Ganhar uma estrela Michelin não é fácil, mas bem mais difícil é mantê-la por anos a fio sem fazer "apenas" mais do mesmo

O restaurante da Fortaleza do Guincho, aberto há tantos anos quanto o hotel, ganhou a sua pela primeira vez em 2001, numa altura em que o feito era praticamente inédito entre nós.

Nos últimos anos,  o restaurante juntou uns quantos prémios ao seu palmarés  — inclusive acaba de ser distinguido, uma vez mais, com o Garfo de Ouro, atribuído pelo guia Boa Cama, Boa Mesa 2011, do jornal Expresso —, mas, ainda que praticamente todos lhe reconheçam excelência e  constança, não desperta o mesmo entusiasmo de uma novidade.

Um exemplo disso foi o artigo recente do crítico espanhol Carlos Maribona — já lhe fiz referência num outro post —, que teceu uma crítica positiva, sem mácula, mas desprovida de paixão.  

E o Guincho-Restaurante não quer críticas mornas. Quer voltar a despertar entusiasmo e a provocar arrebatamento.

[As rochas, com mar batido, sobre as quais a Fortaleza finca os seus alicerces, são lugar disputado por muitos pescadores amadores (©joão miguel simões, todos os direitos reservados)]

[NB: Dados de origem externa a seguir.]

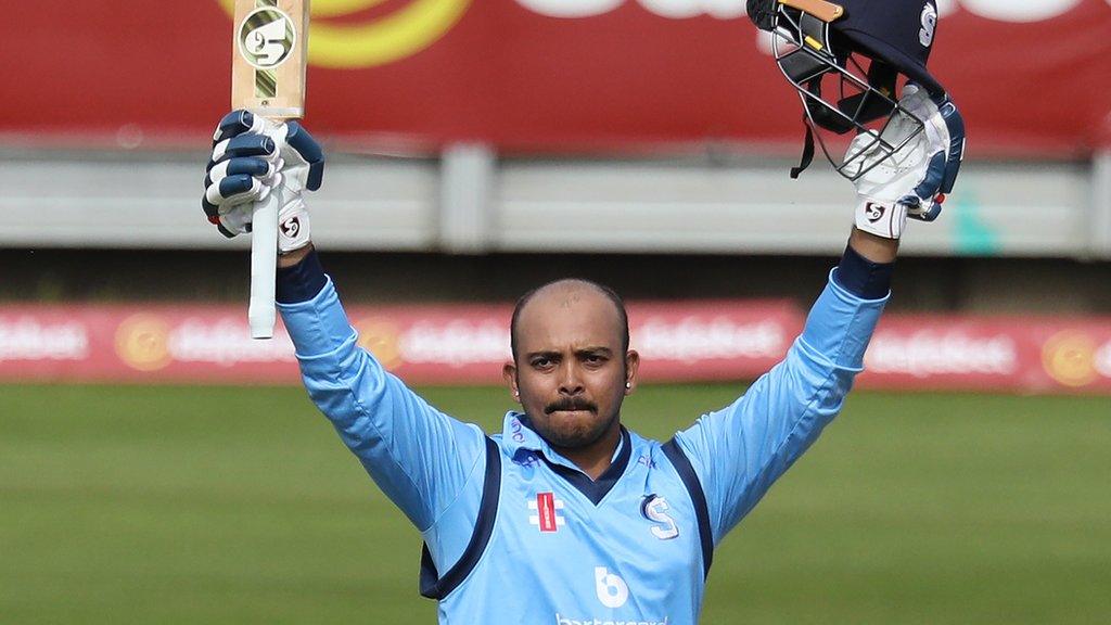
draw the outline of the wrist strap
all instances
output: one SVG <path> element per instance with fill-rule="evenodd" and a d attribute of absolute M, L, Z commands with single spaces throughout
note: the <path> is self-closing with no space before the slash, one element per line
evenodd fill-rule
<path fill-rule="evenodd" d="M 324 275 L 324 267 L 320 264 L 317 250 L 313 249 L 297 265 L 278 269 L 278 304 L 309 301 L 320 294 L 326 284 L 328 276 Z"/>
<path fill-rule="evenodd" d="M 833 279 L 861 299 L 883 299 L 891 292 L 894 268 L 894 262 L 872 262 L 848 246 L 841 256 L 841 264 L 833 271 Z"/>

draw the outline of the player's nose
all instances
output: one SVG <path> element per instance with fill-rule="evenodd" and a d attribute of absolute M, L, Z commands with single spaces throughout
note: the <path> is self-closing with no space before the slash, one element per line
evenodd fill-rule
<path fill-rule="evenodd" d="M 585 390 L 582 386 L 579 368 L 574 363 L 564 361 L 560 366 L 559 375 L 559 391 L 561 395 L 580 395 Z"/>

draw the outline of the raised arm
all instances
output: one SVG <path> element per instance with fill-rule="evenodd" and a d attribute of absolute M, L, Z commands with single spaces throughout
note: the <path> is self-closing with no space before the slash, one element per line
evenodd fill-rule
<path fill-rule="evenodd" d="M 310 242 L 301 194 L 319 188 L 322 172 L 323 153 L 303 128 L 237 111 L 217 130 L 202 204 L 231 237 L 250 230 L 251 202 L 282 186 L 278 309 L 304 386 L 374 482 L 424 530 L 476 475 L 481 485 L 483 434 L 430 406 L 359 347 Z"/>
<path fill-rule="evenodd" d="M 698 474 L 720 540 L 814 443 L 840 411 L 889 296 L 899 237 L 908 217 L 932 221 L 941 191 L 952 189 L 963 151 L 963 122 L 952 102 L 908 87 L 900 107 L 927 131 L 897 118 L 883 131 L 893 155 L 858 136 L 850 153 L 873 167 L 854 182 L 855 227 L 841 264 L 787 358 L 731 406 L 703 416 L 675 438 Z M 905 143 L 901 143 L 905 138 Z M 878 165 L 877 165 L 878 163 Z"/>

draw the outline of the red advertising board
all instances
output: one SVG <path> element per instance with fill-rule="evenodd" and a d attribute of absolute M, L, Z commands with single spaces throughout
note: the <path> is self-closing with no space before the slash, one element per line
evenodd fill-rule
<path fill-rule="evenodd" d="M 349 307 L 360 345 L 410 384 L 501 384 L 507 306 Z M 780 301 L 629 305 L 644 381 L 752 379 L 803 312 Z M 859 384 L 1111 395 L 1111 318 L 887 315 Z M 249 338 L 236 306 L 0 308 L 0 380 L 297 384 L 284 331 Z"/>
<path fill-rule="evenodd" d="M 360 345 L 413 384 L 500 384 L 506 306 L 350 307 Z M 740 379 L 774 365 L 801 324 L 784 302 L 632 304 L 647 381 Z M 299 380 L 283 329 L 252 340 L 233 306 L 6 306 L 0 379 L 267 383 Z"/>
<path fill-rule="evenodd" d="M 800 109 L 744 0 L 314 0 L 308 123 L 426 152 L 794 149 Z M 203 146 L 230 97 L 231 0 L 22 2 L 0 21 L 0 141 Z M 1111 143 L 1109 0 L 942 0 L 933 72 L 970 155 Z"/>

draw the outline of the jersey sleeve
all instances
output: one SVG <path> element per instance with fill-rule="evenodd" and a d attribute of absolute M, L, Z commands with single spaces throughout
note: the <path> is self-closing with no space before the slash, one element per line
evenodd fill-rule
<path fill-rule="evenodd" d="M 481 476 L 473 469 L 482 430 L 430 406 L 359 347 L 331 279 L 314 297 L 278 308 L 312 401 L 417 528 L 431 527 Z"/>
<path fill-rule="evenodd" d="M 675 435 L 705 494 L 714 543 L 840 411 L 885 304 L 852 295 L 831 274 L 783 361 L 732 405 Z"/>

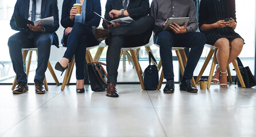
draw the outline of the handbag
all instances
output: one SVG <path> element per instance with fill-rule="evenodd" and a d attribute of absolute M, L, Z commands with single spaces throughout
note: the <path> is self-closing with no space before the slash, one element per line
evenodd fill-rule
<path fill-rule="evenodd" d="M 151 65 L 151 59 L 154 64 Z M 142 74 L 145 89 L 146 90 L 156 90 L 158 84 L 158 68 L 157 62 L 150 51 L 149 51 L 149 65 L 145 69 Z"/>
<path fill-rule="evenodd" d="M 104 91 L 107 86 L 107 74 L 102 65 L 105 63 L 100 62 L 91 62 L 87 64 L 91 88 L 94 91 Z"/>
<path fill-rule="evenodd" d="M 243 82 L 245 82 L 245 84 L 246 87 L 251 87 L 256 85 L 256 79 L 251 73 L 251 70 L 249 66 L 243 67 L 243 63 L 242 63 L 241 60 L 240 60 L 239 58 L 236 58 L 236 61 L 238 65 L 238 67 L 239 68 L 240 72 L 242 75 L 242 77 L 243 77 Z M 234 69 L 233 69 L 234 70 Z M 235 84 L 236 84 L 236 80 L 238 81 L 238 84 L 239 86 L 241 86 L 240 82 L 238 78 L 237 75 L 235 77 Z"/>

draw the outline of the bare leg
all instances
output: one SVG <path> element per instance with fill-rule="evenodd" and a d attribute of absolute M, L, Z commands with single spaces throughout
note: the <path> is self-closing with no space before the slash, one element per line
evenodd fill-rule
<path fill-rule="evenodd" d="M 69 59 L 68 59 L 68 58 L 62 58 L 61 61 L 60 61 L 60 64 L 63 67 L 66 67 L 67 66 L 68 66 L 69 62 Z"/>
<path fill-rule="evenodd" d="M 84 88 L 84 80 L 77 79 L 76 80 L 76 88 L 81 89 Z"/>
<path fill-rule="evenodd" d="M 217 51 L 217 60 L 219 62 L 219 70 L 223 72 L 221 74 L 222 76 L 220 78 L 220 84 L 227 84 L 227 73 L 224 73 L 224 72 L 226 71 L 227 62 L 229 58 L 230 50 L 230 42 L 226 38 L 220 38 L 216 42 L 214 46 L 218 48 Z M 226 87 L 227 86 L 225 85 L 222 87 Z"/>
<path fill-rule="evenodd" d="M 242 38 L 235 38 L 230 42 L 230 46 L 231 48 L 227 62 L 228 65 L 234 61 L 241 53 L 243 46 L 243 40 Z"/>

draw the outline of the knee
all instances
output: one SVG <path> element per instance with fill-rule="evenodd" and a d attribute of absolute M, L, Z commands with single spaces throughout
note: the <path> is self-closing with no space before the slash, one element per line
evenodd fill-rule
<path fill-rule="evenodd" d="M 215 43 L 215 46 L 222 51 L 230 50 L 230 42 L 226 38 L 219 39 Z"/>
<path fill-rule="evenodd" d="M 161 45 L 161 43 L 170 43 L 173 41 L 172 35 L 166 31 L 162 31 L 158 34 L 157 38 L 157 43 Z"/>
<path fill-rule="evenodd" d="M 8 39 L 8 46 L 9 47 L 11 47 L 12 46 L 16 45 L 17 42 L 18 42 L 17 38 L 12 35 Z"/>
<path fill-rule="evenodd" d="M 36 45 L 40 46 L 43 45 L 45 47 L 51 47 L 52 45 L 52 39 L 51 37 L 50 34 L 41 35 L 36 42 Z"/>

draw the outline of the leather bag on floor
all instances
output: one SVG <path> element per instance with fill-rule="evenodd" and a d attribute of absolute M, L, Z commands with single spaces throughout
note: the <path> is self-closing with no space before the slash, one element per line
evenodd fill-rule
<path fill-rule="evenodd" d="M 238 67 L 239 68 L 240 72 L 241 72 L 242 76 L 243 77 L 243 81 L 246 87 L 251 87 L 256 85 L 256 80 L 251 73 L 249 67 L 247 66 L 244 67 L 243 63 L 242 63 L 241 60 L 239 58 L 236 58 Z M 241 86 L 240 82 L 236 76 L 235 77 L 235 84 L 236 84 L 236 80 L 238 80 L 238 84 Z"/>
<path fill-rule="evenodd" d="M 154 64 L 151 65 L 151 59 L 154 61 Z M 146 90 L 155 90 L 157 88 L 158 84 L 158 68 L 157 62 L 151 53 L 149 51 L 149 65 L 145 69 L 142 77 L 145 85 L 145 89 Z"/>
<path fill-rule="evenodd" d="M 102 65 L 104 63 L 95 62 L 88 63 L 88 72 L 91 88 L 94 91 L 104 91 L 107 86 L 107 74 Z"/>

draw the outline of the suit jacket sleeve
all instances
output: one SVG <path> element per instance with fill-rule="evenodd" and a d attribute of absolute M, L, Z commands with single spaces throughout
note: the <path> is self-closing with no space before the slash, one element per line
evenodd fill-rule
<path fill-rule="evenodd" d="M 195 32 L 197 30 L 198 24 L 196 20 L 196 6 L 192 1 L 190 1 L 188 17 L 189 17 L 190 19 L 186 27 L 187 30 L 188 32 Z"/>
<path fill-rule="evenodd" d="M 149 2 L 148 0 L 142 0 L 141 6 L 137 8 L 131 8 L 127 10 L 131 18 L 140 18 L 148 15 L 150 12 Z"/>
<path fill-rule="evenodd" d="M 10 25 L 11 26 L 11 29 L 13 30 L 17 31 L 22 31 L 25 29 L 16 27 L 16 24 L 15 23 L 15 20 L 14 20 L 14 15 L 20 17 L 18 1 L 19 0 L 17 1 L 16 4 L 15 5 L 14 11 L 13 11 L 13 16 L 11 17 L 11 21 L 10 21 Z"/>
<path fill-rule="evenodd" d="M 113 8 L 111 6 L 111 0 L 107 0 L 107 3 L 106 3 L 106 7 L 105 7 L 105 15 L 104 16 L 104 18 L 107 19 L 107 21 L 111 21 L 112 18 L 109 15 L 108 13 L 113 9 Z M 104 29 L 107 28 L 107 26 L 106 24 L 106 23 L 103 21 L 102 22 L 102 26 Z"/>
<path fill-rule="evenodd" d="M 69 18 L 69 1 L 70 0 L 64 0 L 62 5 L 61 19 L 60 20 L 60 23 L 64 28 L 67 28 L 68 27 L 72 27 L 74 25 L 74 21 Z"/>
<path fill-rule="evenodd" d="M 154 18 L 155 21 L 153 28 L 154 32 L 162 31 L 164 29 L 164 26 L 162 25 L 164 25 L 164 22 L 160 21 L 158 19 L 157 19 L 157 1 L 153 0 L 152 3 L 151 3 L 150 15 Z"/>
<path fill-rule="evenodd" d="M 58 30 L 60 25 L 59 24 L 59 9 L 57 4 L 57 0 L 55 0 L 51 6 L 51 16 L 53 16 L 53 26 L 45 26 L 44 27 L 45 32 L 49 33 L 54 33 Z"/>
<path fill-rule="evenodd" d="M 93 7 L 93 10 L 94 11 L 95 11 L 95 13 L 98 13 L 99 15 L 102 15 L 102 7 L 100 6 L 100 0 L 94 0 L 93 1 L 94 3 L 94 7 Z M 100 17 L 99 17 L 98 15 L 97 15 L 95 13 L 92 13 L 93 14 L 93 18 L 92 19 L 86 22 L 85 23 L 85 26 L 89 27 L 90 28 L 91 28 L 92 26 L 95 26 L 95 27 L 98 27 L 99 26 L 99 22 L 100 22 Z"/>
<path fill-rule="evenodd" d="M 205 3 L 205 1 L 201 0 L 200 2 L 200 7 L 199 7 L 199 29 L 200 29 L 201 26 L 203 24 L 207 23 L 207 5 Z"/>

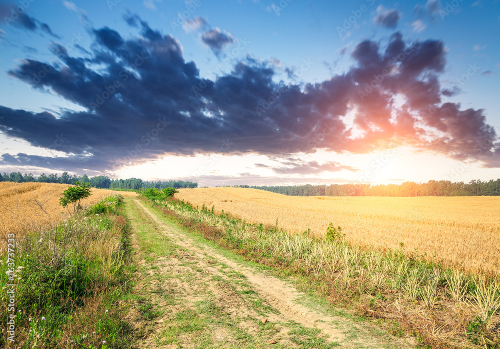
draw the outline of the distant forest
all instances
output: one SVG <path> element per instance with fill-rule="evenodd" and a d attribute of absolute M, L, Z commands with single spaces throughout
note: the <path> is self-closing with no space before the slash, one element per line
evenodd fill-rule
<path fill-rule="evenodd" d="M 22 174 L 20 172 L 12 172 L 10 174 L 5 172 L 0 174 L 0 182 L 11 182 L 20 183 L 22 182 L 38 182 L 42 183 L 60 183 L 62 184 L 72 184 L 74 182 L 88 182 L 94 188 L 114 189 L 116 190 L 138 190 L 142 188 L 158 188 L 164 189 L 166 188 L 196 188 L 198 184 L 184 180 L 158 180 L 148 182 L 142 180 L 139 178 L 128 178 L 126 180 L 111 180 L 107 176 L 98 176 L 95 177 L 88 177 L 86 174 L 82 176 L 72 176 L 67 172 L 64 172 L 60 176 L 57 174 L 51 174 L 48 176 L 42 174 L 38 178 L 31 174 Z"/>
<path fill-rule="evenodd" d="M 402 184 L 332 184 L 330 186 L 235 186 L 292 196 L 500 196 L 500 179 L 468 183 L 430 180 Z"/>

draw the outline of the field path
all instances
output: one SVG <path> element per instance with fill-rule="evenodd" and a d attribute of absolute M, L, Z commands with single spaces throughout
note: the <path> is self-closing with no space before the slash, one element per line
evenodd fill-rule
<path fill-rule="evenodd" d="M 212 330 L 212 342 L 210 346 L 262 348 L 262 345 L 273 348 L 410 347 L 401 340 L 378 332 L 368 324 L 355 322 L 320 310 L 327 307 L 310 300 L 304 300 L 308 299 L 308 297 L 288 282 L 270 275 L 266 270 L 241 260 L 238 256 L 214 246 L 201 238 L 187 233 L 168 218 L 162 216 L 148 204 L 136 199 L 128 200 L 134 206 L 132 210 L 135 214 L 142 210 L 144 216 L 152 221 L 152 223 L 154 222 L 156 232 L 170 242 L 184 250 L 177 252 L 180 255 L 180 258 L 178 256 L 176 258 L 169 260 L 158 256 L 154 264 L 159 272 L 156 270 L 154 272 L 159 272 L 159 277 L 163 272 L 165 274 L 163 276 L 168 278 L 171 278 L 170 274 L 172 272 L 188 274 L 193 268 L 191 270 L 187 270 L 186 263 L 183 262 L 187 260 L 194 264 L 194 268 L 196 266 L 194 270 L 200 275 L 190 278 L 188 282 L 176 282 L 174 284 L 182 289 L 183 296 L 192 294 L 193 299 L 186 299 L 183 302 L 184 304 L 190 303 L 191 306 L 188 305 L 188 307 L 193 308 L 193 304 L 203 302 L 202 298 L 206 296 L 200 294 L 200 291 L 206 291 L 206 296 L 216 300 L 216 304 L 222 307 L 226 314 L 228 314 L 228 320 L 240 324 L 242 328 L 241 330 L 252 334 L 254 337 L 252 340 L 253 342 L 242 342 L 238 336 L 235 338 L 230 331 L 222 330 L 222 334 L 218 334 L 219 336 L 225 339 L 220 342 L 217 339 L 218 332 L 220 328 L 224 328 L 224 325 L 221 324 L 219 328 Z M 234 276 L 239 279 L 236 282 L 233 282 Z M 242 280 L 242 282 L 240 282 Z M 167 284 L 168 286 L 166 284 L 164 288 L 168 288 L 172 284 L 172 282 Z M 252 298 L 246 299 L 247 296 Z M 192 302 L 194 300 L 194 302 Z M 156 302 L 161 304 L 160 300 Z M 174 309 L 174 310 L 175 312 Z M 261 328 L 265 326 L 262 324 L 264 318 L 267 318 L 269 324 L 276 324 L 274 333 L 272 330 L 262 330 Z M 158 326 L 155 323 L 154 327 L 164 326 L 164 321 L 162 320 Z M 156 338 L 161 336 L 161 331 L 158 329 L 152 332 L 155 332 Z M 197 347 L 194 341 L 190 342 L 192 340 L 186 339 L 182 344 L 188 348 Z M 154 342 L 152 337 L 145 344 L 149 348 L 154 345 Z M 156 342 L 156 348 L 176 348 L 164 346 L 160 344 L 161 340 Z M 168 340 L 164 342 L 167 344 L 167 342 Z"/>

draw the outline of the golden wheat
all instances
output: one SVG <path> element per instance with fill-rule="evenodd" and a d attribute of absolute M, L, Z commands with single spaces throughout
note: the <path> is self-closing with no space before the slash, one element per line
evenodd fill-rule
<path fill-rule="evenodd" d="M 352 242 L 436 254 L 450 266 L 500 274 L 500 198 L 288 196 L 242 188 L 180 189 L 178 198 L 291 232 L 324 234 L 330 222 Z"/>
<path fill-rule="evenodd" d="M 58 202 L 68 187 L 66 184 L 0 182 L 0 237 L 46 226 L 67 216 L 68 210 Z M 94 204 L 114 192 L 92 188 L 90 192 L 90 197 L 80 203 L 82 206 Z M 137 196 L 134 192 L 118 192 L 124 196 Z"/>

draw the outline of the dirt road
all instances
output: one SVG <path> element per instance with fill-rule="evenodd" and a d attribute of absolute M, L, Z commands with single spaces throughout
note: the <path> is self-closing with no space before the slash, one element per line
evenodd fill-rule
<path fill-rule="evenodd" d="M 141 307 L 147 308 L 150 318 L 144 348 L 413 346 L 336 316 L 328 304 L 186 232 L 148 204 L 130 198 L 127 205 L 144 276 L 138 312 L 144 319 Z"/>

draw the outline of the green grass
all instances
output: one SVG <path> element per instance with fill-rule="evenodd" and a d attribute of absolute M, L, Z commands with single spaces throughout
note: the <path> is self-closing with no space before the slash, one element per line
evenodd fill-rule
<path fill-rule="evenodd" d="M 132 348 L 132 327 L 122 320 L 127 309 L 118 305 L 130 293 L 134 268 L 122 206 L 122 197 L 112 196 L 16 242 L 15 264 L 22 268 L 15 280 L 16 347 Z M 6 266 L 4 255 L 2 289 L 12 283 Z M 5 330 L 10 313 L 1 308 L 0 328 Z M 0 347 L 6 340 L 2 336 Z"/>
<path fill-rule="evenodd" d="M 144 312 L 150 312 L 152 315 L 142 318 L 146 322 L 142 332 L 144 344 L 182 347 L 190 344 L 198 348 L 284 348 L 288 347 L 288 342 L 300 346 L 290 340 L 293 337 L 304 346 L 307 343 L 319 344 L 317 348 L 320 348 L 336 346 L 327 342 L 316 331 L 306 336 L 300 334 L 302 328 L 295 323 L 262 324 L 263 318 L 278 315 L 279 312 L 260 298 L 243 274 L 208 254 L 196 254 L 174 243 L 133 200 L 127 202 L 126 210 L 132 219 L 140 252 L 138 258 L 146 262 L 140 267 L 144 286 L 141 286 L 140 302 L 136 302 L 138 309 L 144 308 Z M 199 242 L 196 246 L 202 250 L 207 245 L 211 247 L 211 242 L 202 239 Z M 208 266 L 216 268 L 216 272 L 204 272 Z M 173 268 L 170 270 L 170 267 Z M 182 272 L 174 271 L 179 268 L 182 268 Z M 161 282 L 157 283 L 158 280 Z M 188 284 L 189 288 L 178 286 L 180 282 Z M 160 284 L 160 288 L 158 286 Z M 253 315 L 228 312 L 228 304 L 221 301 L 221 293 L 217 290 L 230 294 L 232 299 L 237 298 L 238 310 L 246 310 Z M 155 313 L 158 308 L 162 312 Z M 285 327 L 288 330 L 296 328 L 298 332 L 283 335 L 288 342 L 282 344 L 285 339 L 276 338 L 278 342 L 270 344 L 270 340 Z"/>
<path fill-rule="evenodd" d="M 290 236 L 277 226 L 250 224 L 224 213 L 215 214 L 214 210 L 198 209 L 182 201 L 152 201 L 148 206 L 216 246 L 240 254 L 244 260 L 256 262 L 280 277 L 294 280 L 298 288 L 316 300 L 328 299 L 329 302 L 324 302 L 325 308 L 330 308 L 329 302 L 334 303 L 337 309 L 332 312 L 337 315 L 355 322 L 368 320 L 376 323 L 382 326 L 382 329 L 372 330 L 377 336 L 414 336 L 420 338 L 418 340 L 424 346 L 446 346 L 454 340 L 464 345 L 470 342 L 465 326 L 468 316 L 476 312 L 473 296 L 479 294 L 477 285 L 480 284 L 476 276 L 463 275 L 462 282 L 467 285 L 463 296 L 470 302 L 454 304 L 450 302 L 448 281 L 453 270 L 430 262 L 425 254 L 404 251 L 402 246 L 398 250 L 382 252 L 336 240 L 318 238 L 306 232 Z M 420 284 L 412 296 L 412 282 L 415 278 Z M 486 282 L 498 284 L 494 278 Z M 427 294 L 421 291 L 422 288 L 428 290 Z M 429 294 L 434 294 L 432 288 L 435 288 L 438 296 L 435 304 L 430 300 Z M 494 286 L 490 288 L 496 290 Z M 498 290 L 490 292 L 488 296 L 483 298 L 500 300 Z M 443 302 L 445 299 L 446 302 Z M 398 300 L 404 305 L 401 308 L 406 312 L 404 324 L 396 326 L 390 321 L 378 320 L 386 316 L 388 312 L 400 316 L 393 306 Z M 461 312 L 458 319 L 461 322 L 457 325 L 456 314 L 464 304 L 471 312 Z M 428 308 L 427 311 L 419 312 L 420 306 Z M 496 319 L 498 322 L 490 328 L 500 326 L 498 312 L 483 312 L 485 318 L 492 321 Z M 430 336 L 426 330 L 430 328 L 429 323 L 445 333 L 448 331 L 451 339 L 442 342 Z M 354 332 L 352 335 L 355 336 Z M 500 336 L 494 330 L 485 330 L 478 336 L 489 344 L 488 348 L 500 346 Z"/>

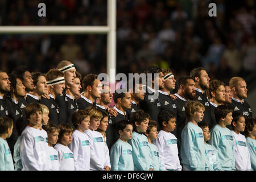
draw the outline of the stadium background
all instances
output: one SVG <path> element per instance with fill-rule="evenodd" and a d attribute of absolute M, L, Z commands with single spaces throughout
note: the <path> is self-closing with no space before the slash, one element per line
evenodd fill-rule
<path fill-rule="evenodd" d="M 46 5 L 45 18 L 38 5 Z M 217 5 L 209 17 L 208 5 Z M 0 26 L 106 26 L 106 0 L 1 0 Z M 176 80 L 193 68 L 225 82 L 243 77 L 256 113 L 255 2 L 254 0 L 117 0 L 117 74 L 170 68 Z M 84 76 L 106 72 L 106 36 L 0 35 L 0 69 L 19 65 L 46 73 L 60 60 Z"/>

Para isso, sabem-no bem, precisam cativar uma clientela mais jovem — mas assumidamente gourmet e disposta a pagar pelos prazeres de uma boa mesa — e contrariar a ideia instalada de que no Guincho se serve uma cozinha francesa pura e dura, sem muito a ver com a realidade e gosto portugueses.

Também por isso, Antoine Westermann, consultor gastronómico desde o início e responsável pela filosofia de cozinha franco-portuguesa na Fortaleza, tem sabido, sem se afastar por completo de cena, delegar cada vez mais no seu jovem e talentoso chef executivo, Vincent Farges, a tarefa de, sem perder a essência, modernizar e aprimorar o conceito.

O que faz sentido, se pensarmos que é Farges, e não Westermann, que está a tempo inteiro ao comando da cozinha. A sua saída temporária, e passagem por lugares como Marrocos e Grécia, foi determinante para o seu crescimento e afirmação no regresso, em 2005, à Fortaleza do Guincho.

[Chef Antoine Westermann, consultor gastronómico, e chef executivo Vincent Farges, dois franceses no comando da cozinha da Fortaleza do Guincho (foto de divulgação)]

De toda a forma, o legado de Westermann (detentor de três estrelas graças ao restaurante Buerehiesel, em Estrasburgo) não foi esquecido, e continua a ser a base, mas hoje Farges tem crédito — e aval — para poder criar e inovar sem estar tão espartilhado por ele. 

A cozinha francesa, rigorosa e formal, de Westermann sempre teve seguidores fiéis na Fortaleza, mas o Guincho não é Estrasburgo ou Paris; nem Portugal é a França — só para dar uma ideia, a atribuição de uma estrela Michelin a um restaurante francês significa, em média, um acréscimo da facturação na ordem dos 25%.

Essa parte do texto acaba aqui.